Richtig ist, dass es in vielen Städte hausgemachte Probleme gibt. Nehmen wir Duisburg-Marxloh, welche von Einwanderern aus Bulgarien überschwemmt werden, oder den hohen Arbeitslosenanteil in Gelsenkirchen. Klar, es ist alles nicht perfekt hier, aber ist es das z.B. in Berlin? Auch dort ist die Armut hoch, ebenfalls die Mietpreise. Und dazukommt dann noch die Dauerbaustelle “BER”, welche Milliarden verschlingt.

Es fehlt die “Kohle”

Was in den Medien immer propagiert wird, finde ich respektlos. Respektlos gegenüber 5 Millionen Einwohnern im Ruhrgebiet. Da kommt dann der nächste “Armutsbericht”, der unsere Region nur noch weiter nach unten zieht, mit welcher Rechtfertigung? Manchmal werden hier Daten verglichen, die komplett an der Realität vorbeilaufen. Wenn jemand in München 20% mehr verdient, aber diese 20% durch höhere Miet- und Kaufpreise zunichte gemacht werden, ja, ist er dann reicher?

Mit dem Wegfall der letzten Zeche ist natürlich eine Ära im Ruhrgebiet zu Ende gegangen.

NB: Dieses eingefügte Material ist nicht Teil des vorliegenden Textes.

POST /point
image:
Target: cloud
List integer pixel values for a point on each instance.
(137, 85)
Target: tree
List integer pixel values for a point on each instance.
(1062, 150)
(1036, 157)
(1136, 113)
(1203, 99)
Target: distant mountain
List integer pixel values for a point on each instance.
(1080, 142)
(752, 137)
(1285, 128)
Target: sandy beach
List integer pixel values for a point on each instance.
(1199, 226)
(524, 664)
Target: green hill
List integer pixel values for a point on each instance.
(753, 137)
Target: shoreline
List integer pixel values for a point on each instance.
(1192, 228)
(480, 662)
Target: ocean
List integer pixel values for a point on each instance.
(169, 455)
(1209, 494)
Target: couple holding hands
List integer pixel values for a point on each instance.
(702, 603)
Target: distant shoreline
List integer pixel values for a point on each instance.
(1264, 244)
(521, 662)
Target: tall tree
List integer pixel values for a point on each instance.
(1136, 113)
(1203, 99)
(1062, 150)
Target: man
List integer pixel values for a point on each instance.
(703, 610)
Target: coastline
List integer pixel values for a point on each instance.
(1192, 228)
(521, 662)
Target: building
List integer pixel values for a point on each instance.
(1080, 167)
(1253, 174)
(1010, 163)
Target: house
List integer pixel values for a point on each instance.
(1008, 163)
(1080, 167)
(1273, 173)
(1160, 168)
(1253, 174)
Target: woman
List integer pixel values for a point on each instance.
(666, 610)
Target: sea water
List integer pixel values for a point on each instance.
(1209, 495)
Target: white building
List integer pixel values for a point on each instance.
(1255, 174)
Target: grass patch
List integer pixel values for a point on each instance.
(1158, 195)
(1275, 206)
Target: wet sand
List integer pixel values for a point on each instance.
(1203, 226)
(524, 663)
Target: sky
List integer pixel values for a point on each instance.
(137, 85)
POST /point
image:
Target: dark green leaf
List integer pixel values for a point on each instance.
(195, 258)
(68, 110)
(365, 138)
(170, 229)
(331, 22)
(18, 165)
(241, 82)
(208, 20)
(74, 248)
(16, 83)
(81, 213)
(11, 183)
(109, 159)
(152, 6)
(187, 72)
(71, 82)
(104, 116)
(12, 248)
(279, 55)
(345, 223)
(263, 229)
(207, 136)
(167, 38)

Wo bis vor einigen Jahren noch ein Großteil der Bevölkerung “auf Zeche” waren, so ist es jetzt natürlich nur noch ein Bruchteil. Das Ganze subventioniert vom Staat muss man dazu sagen, die Kohle war nicht das Maß aller Dinge der Region, dass habe ich mittlerweile auch erkannt und braucht mir niemand zu erklären. Auch das es durch den Ausfall dieser Industrie zu vielen Arbeitslosen kam und diese in den neu angesiedelten Firmen keine Beschäftigung finden können, jedenfalls nicht sofort. Den Mut zum Wandel, den will eben nicht jeder mitmachen.

Und wo wir schon bei Kohle sind, den Städten fehlt es ebenfalls an Kohle in der Kasse, welche sich nicht so leicht schürfen lässt (bis auf die Blitzer-Installationen und die teils absurd hohen Parkgebühren..). Früher habe ich mich immer darüber geärgert, wieso es in unserer Stadt kein eigenes Kino mehr gibt, bei einer Einwohnerzahl von 117.000 Menschen. Heutzutage denke ich mir: Warum soll hier ein Kino aufmachen, wenn im Umkreis von 5 km zwei hochmoderne Kino’s in den Nachbarstädten vorhanden sind?

Man muss uns einfach als Metropole sehen, allerdings darf die eigene Identität der einzelnen Städte nicht verloren gehen. Daher habe ich auch etwas gegen einen Zusammenschluss der Städte. Als vor einigen Jahren wieder die Nummernschilder kleinerer Städte eingeführt wurden, gab es einen großen Zulauf auf die Straßenverkehrsämter. Damit zeigte sich klar, jeder möchte Teil des Ganzen sein, aber nicht seine Identität verlieren. Klar mag der Duisburger den Mülheimer nicht, aber sobald man sich außerhalb der Region trifft, ist man wieder “aus einer Klitsche”.

Persönlich möchte ich morgen nicht “RHR” auf meinem Nummernschild haben, aber die Region als Ganzes zu nutzen, dass mache ich sehr gerne. Die Stadtgrenzen der Städte verschmilzen. Wird das “Centro”, der “Innenhafen”, oder der “Kaisergarten” erwähnt, fragt niemand hier in welcher Stadt das sei.

ÖPNV? Ist das eine Partei?

Wie ich schrieb, möchte ich keinen Lokalpatriotismus machen, was ich zum Beispiel extrem nervig finde, ist der ÖPNV. Mal versucht von Bottrop nach Duisburg zu kommen? Da braucht man min. 45 Minuten von Hbf zu Hbf, für 25 km! An dieser Stelle sollte man spätestens die Stadtgrenzen/Verkehrsbetriebe einmal überdenken und bessere Verbindungen untereinander anbieten.

Innerhalb der Nachbarstädte ist es besser ausgebaut, nach Essen kommt man schnell, nach Oberhausen, Gladbeck, aber alles was außerhalb es unmittelbaren Umfelds ist, gleicht einer Himmelsfahrt.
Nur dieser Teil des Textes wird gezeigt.